A coroner's inquest into two motorcycle crash deaths that happened in the same place but two years apart began in Wellington today.
Coroner Peter Ryan said both deaths occurred "in the same motorcycle event, on the same corner, on the same course, but two years apart."
The victims were also the same age.
Malcolm Thomas Foster, 59, was taking part in the Cliffhanger Hill Climb in Carterton on March 11, 2012 when he died.
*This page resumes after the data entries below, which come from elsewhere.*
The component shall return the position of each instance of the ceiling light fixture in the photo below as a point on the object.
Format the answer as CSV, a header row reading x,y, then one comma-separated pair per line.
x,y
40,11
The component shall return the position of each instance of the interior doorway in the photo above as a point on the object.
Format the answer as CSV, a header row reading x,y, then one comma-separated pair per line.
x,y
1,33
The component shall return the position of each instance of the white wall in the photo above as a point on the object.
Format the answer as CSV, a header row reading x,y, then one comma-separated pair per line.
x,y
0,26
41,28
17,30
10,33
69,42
In 2014, Kevin Barry Waugh, also 59, died at the event.
Riders in the event pay a fee to take part in the race, which is held on a 6.9km length of country road closed to the public.
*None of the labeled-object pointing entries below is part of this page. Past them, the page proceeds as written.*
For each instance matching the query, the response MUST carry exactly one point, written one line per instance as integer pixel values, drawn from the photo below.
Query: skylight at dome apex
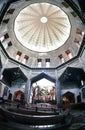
(42, 27)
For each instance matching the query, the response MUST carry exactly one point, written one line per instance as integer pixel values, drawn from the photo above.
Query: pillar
(58, 89)
(27, 91)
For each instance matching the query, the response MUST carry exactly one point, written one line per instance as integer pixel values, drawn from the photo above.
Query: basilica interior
(42, 58)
Foster, who was riding a Ducati 999 with a number of modifications, had done five practice runs and three competition runs over the two days of the event.
He failed to negotiate a right-hand bend and his motorcycle left the road and hit a wire farm fence, Senior Constable Glenn Marshall said.
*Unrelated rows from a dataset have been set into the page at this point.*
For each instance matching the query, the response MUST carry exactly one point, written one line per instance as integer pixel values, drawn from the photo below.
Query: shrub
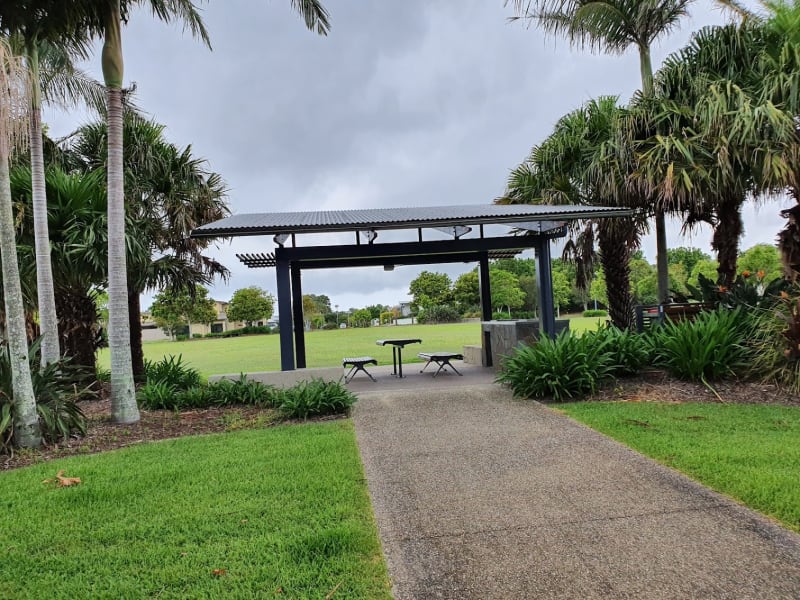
(172, 371)
(565, 367)
(710, 347)
(439, 314)
(776, 342)
(159, 395)
(227, 392)
(315, 398)
(57, 391)
(501, 316)
(629, 351)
It is estimated Foster was travelling at 178km/h when he crashed.
Waugh, who was riding a triumph Daytona 675, could have been travelling between 188 and 218km/h when he crashed, Marshall said.
The course does not have barriers providing protection to the riders the same way a dedicated racing course would.
Waugh failed to negotiate a bend, left the road, and hit the wire fence.
Marshall said a witness statement mentioned there were five road cones placed just before the corner, but they might have been moved after Waugh's crash to block the road.
He believed the cones were there to alert riders to the fact they were approaching a dangerous corner.
They had all earlier been briefed on the cones.
Marshall said the course itself was a dangerous one, particularly as there was "no run off at all" and no room for error.
He said a strainer on the fence was unusually placed, as it was outside the fence line.
There was another post further around the corner that Foster would have hit if he continued his arc, Marshall said.
The fence has now been modified and the fence line shifted back.
Marshall believed the crashes were caused by both rider error and the nature of the course.
Looking at the lines both men took through the corner and their respective speeds, Marshall thought there was no way to avoid injury.
"There was no way they were going to come out of those corners without significant injury."
He also said it was possible Foster had hit a bird, as feathers were found embedded in his kill switch.
There was no evidence he swerved, however.
Former President of Motorcycle NZ Jim Tuckerman agreed with coroner Ryan's statement that "very experienced riders can make slight errors resulting in tragic outcomes".
"You can be a hundred mils out in the road and that's the difference between being in the fence and not being in the fence, it's literally the blink of an eye," Tuckerman said.
He said riders needed to slow down.
"Racing motorcyclists tend to have a knob on the side of their helmet that turns the throttle on and common sense off."
Tuckerman did not believe there was any feasible option to make the course safer except to push back the fence line and move the hazardous fence post, which had already been done.
"I honestly don't think anything could have been done to prevent either accident.
"It's down to the rider against the course."